Data types and FastQC
FastQC does not differentiate between sequencing techniques and as such can be used to look at libraries coming from a large number of experiments (Genomic Sequencing, ChIP-Seq, RNAseq, BS-Seq etc…).
If you run fastqc -h
, you will notice something a bit surprising (but not unusual in bioinformatics):
-o --outdir Create all output files in the specified output directory.
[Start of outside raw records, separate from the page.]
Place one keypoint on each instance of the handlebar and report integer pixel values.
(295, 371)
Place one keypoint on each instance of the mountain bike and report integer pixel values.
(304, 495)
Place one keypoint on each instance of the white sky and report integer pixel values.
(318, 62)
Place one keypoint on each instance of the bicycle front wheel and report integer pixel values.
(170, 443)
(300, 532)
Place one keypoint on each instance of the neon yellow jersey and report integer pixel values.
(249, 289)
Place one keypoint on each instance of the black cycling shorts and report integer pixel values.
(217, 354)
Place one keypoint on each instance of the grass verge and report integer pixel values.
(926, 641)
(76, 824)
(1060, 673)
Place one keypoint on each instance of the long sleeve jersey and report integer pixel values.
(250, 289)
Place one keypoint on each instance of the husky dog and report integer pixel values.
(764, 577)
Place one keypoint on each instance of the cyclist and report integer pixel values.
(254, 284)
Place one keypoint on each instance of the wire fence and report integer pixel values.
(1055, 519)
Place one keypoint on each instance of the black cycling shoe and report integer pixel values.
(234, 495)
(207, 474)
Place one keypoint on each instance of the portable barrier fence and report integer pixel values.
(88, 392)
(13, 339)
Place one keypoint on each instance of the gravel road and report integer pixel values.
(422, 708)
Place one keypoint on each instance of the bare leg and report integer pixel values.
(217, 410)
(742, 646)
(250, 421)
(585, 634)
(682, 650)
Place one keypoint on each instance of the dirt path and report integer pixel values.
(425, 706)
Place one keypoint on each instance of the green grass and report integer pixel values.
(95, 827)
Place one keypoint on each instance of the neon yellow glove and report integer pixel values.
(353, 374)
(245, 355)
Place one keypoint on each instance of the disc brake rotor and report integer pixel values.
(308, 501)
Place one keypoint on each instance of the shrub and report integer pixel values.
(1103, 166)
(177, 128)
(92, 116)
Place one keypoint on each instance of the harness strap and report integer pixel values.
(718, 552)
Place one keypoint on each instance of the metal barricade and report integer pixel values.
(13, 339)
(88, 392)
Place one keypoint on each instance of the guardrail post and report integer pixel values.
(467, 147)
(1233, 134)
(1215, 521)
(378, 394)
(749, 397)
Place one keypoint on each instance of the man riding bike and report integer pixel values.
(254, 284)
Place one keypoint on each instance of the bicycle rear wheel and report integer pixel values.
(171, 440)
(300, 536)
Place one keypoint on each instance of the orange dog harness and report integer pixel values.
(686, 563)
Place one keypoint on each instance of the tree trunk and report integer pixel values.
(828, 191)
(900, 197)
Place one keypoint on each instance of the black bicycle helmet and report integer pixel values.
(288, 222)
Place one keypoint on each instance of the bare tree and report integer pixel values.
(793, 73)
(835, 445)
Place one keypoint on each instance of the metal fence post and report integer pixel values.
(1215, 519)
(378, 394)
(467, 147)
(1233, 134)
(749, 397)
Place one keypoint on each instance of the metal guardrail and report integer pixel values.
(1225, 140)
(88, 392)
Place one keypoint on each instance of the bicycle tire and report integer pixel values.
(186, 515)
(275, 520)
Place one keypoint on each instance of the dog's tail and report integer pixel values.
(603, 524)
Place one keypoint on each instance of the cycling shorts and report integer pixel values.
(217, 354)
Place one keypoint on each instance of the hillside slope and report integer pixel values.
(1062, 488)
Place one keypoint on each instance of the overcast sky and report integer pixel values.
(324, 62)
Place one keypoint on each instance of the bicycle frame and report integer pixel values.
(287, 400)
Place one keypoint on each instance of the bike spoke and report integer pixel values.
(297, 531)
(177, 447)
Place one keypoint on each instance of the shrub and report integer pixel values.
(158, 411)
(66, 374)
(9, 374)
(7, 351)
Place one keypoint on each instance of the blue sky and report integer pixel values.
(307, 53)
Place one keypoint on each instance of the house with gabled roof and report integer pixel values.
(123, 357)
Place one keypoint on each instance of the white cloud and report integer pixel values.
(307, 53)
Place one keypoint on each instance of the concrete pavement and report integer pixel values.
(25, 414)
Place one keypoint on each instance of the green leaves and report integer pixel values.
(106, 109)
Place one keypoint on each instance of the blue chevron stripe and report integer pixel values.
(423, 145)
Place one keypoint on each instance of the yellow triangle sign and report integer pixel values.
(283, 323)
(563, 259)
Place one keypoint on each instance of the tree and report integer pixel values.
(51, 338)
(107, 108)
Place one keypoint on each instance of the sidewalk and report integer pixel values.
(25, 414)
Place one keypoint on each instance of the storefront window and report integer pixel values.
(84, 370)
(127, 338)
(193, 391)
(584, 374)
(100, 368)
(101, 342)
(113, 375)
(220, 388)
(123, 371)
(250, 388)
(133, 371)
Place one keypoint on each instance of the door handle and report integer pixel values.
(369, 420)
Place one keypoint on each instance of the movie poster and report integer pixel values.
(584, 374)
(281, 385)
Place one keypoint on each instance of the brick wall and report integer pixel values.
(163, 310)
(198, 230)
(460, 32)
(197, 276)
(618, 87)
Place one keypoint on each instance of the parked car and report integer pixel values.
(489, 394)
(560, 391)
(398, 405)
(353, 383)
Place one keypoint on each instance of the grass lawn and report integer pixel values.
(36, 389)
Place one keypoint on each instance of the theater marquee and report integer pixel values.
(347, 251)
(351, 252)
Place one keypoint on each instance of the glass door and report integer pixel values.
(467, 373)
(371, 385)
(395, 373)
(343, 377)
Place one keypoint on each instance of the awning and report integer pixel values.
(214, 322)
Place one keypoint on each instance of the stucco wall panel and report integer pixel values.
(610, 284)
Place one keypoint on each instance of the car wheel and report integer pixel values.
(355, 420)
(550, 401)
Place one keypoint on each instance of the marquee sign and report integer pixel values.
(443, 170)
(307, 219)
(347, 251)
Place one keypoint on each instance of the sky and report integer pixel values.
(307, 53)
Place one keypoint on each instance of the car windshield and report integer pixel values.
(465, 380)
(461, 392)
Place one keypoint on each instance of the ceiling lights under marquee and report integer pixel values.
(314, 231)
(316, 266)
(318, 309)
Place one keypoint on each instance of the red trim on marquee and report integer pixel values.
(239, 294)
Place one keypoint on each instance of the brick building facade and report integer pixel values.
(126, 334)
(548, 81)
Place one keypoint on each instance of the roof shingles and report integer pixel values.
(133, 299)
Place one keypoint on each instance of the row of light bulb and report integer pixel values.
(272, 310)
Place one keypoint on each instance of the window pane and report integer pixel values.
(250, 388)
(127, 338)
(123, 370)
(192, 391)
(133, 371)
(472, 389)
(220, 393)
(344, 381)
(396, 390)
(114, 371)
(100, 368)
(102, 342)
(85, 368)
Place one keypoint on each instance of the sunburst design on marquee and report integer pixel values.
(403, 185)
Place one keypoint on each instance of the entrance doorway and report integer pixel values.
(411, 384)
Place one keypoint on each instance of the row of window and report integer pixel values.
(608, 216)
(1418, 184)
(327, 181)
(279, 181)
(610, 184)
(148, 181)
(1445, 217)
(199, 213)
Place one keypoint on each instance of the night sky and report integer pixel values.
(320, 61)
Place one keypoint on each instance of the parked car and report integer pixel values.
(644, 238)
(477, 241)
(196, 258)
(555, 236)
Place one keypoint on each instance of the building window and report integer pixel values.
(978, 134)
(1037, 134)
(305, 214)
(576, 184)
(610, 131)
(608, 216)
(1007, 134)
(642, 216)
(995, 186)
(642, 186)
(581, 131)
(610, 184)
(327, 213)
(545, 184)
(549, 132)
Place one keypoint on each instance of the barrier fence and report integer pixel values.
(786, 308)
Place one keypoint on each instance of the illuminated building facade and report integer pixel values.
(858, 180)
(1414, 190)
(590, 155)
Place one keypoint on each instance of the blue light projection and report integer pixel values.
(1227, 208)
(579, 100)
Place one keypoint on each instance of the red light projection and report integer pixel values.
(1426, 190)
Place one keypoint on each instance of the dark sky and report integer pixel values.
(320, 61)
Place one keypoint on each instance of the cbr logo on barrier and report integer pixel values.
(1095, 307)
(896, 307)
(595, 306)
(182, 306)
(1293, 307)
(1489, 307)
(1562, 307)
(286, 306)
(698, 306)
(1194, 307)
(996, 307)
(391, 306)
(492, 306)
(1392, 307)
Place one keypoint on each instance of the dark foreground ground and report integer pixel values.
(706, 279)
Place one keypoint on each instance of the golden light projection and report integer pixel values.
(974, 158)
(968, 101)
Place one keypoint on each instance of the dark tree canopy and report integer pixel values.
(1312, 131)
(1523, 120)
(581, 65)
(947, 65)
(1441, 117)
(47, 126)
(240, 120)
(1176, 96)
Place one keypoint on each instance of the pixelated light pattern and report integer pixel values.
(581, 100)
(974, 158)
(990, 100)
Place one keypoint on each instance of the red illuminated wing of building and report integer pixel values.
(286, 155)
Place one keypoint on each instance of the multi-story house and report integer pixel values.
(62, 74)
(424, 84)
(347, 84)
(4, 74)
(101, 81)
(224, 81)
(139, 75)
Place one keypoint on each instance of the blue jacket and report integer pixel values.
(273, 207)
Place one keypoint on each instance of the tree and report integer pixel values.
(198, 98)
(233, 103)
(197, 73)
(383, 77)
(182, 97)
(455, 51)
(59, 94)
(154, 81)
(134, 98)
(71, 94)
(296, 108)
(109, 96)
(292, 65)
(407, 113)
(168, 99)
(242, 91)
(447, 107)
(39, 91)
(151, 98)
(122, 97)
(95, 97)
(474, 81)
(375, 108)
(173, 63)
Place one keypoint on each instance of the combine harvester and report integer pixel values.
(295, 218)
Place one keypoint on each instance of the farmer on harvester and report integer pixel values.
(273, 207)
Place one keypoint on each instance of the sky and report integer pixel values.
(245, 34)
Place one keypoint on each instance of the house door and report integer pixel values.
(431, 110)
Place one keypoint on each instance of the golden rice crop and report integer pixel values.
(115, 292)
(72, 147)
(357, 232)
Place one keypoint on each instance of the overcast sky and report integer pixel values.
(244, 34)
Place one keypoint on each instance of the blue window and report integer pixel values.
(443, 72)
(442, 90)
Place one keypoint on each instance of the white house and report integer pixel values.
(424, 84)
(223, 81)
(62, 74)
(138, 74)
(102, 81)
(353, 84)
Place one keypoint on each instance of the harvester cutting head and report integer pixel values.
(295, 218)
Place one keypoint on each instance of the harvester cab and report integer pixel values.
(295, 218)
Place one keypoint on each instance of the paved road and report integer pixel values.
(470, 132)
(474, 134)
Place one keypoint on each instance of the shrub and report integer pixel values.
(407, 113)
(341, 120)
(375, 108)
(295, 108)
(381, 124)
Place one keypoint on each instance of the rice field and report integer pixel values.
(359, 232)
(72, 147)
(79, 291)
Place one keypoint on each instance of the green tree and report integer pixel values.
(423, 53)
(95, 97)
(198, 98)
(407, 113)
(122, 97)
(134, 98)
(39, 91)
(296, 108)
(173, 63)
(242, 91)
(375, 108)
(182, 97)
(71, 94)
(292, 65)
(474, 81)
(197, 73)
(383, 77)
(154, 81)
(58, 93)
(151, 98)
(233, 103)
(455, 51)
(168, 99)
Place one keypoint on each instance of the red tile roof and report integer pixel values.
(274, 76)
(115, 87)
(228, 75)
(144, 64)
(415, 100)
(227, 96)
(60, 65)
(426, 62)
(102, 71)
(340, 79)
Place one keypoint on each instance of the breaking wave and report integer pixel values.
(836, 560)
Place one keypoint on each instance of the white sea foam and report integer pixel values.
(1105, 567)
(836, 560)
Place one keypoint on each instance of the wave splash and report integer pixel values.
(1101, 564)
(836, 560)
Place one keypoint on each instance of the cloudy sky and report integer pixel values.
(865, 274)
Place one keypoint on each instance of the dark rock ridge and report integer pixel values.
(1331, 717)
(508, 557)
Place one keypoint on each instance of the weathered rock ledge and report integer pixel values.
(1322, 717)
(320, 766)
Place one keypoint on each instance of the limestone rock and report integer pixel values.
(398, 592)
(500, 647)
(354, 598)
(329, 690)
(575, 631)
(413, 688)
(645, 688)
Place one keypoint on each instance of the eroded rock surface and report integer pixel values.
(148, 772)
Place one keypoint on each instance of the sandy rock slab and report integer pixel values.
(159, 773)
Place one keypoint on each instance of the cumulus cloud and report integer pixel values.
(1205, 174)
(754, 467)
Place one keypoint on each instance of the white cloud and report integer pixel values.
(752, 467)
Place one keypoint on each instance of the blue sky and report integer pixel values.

Please note that this directory must exist as the program
will not create it. If this option is not set then the
output file for each sequence file is created in the same
directory as the sequence file which was processed.
-d --dir Selects a directory to be used for temporary files written when
generating report images. Defaults to system temp directory if
not specified.
Two files are produced for each FASTQ file and these files appear in the same directory as the input file: FastQC does not allow to specify the names of the output files! However, we can set an alternative output directory, even though it needs to be created before FastQC is run.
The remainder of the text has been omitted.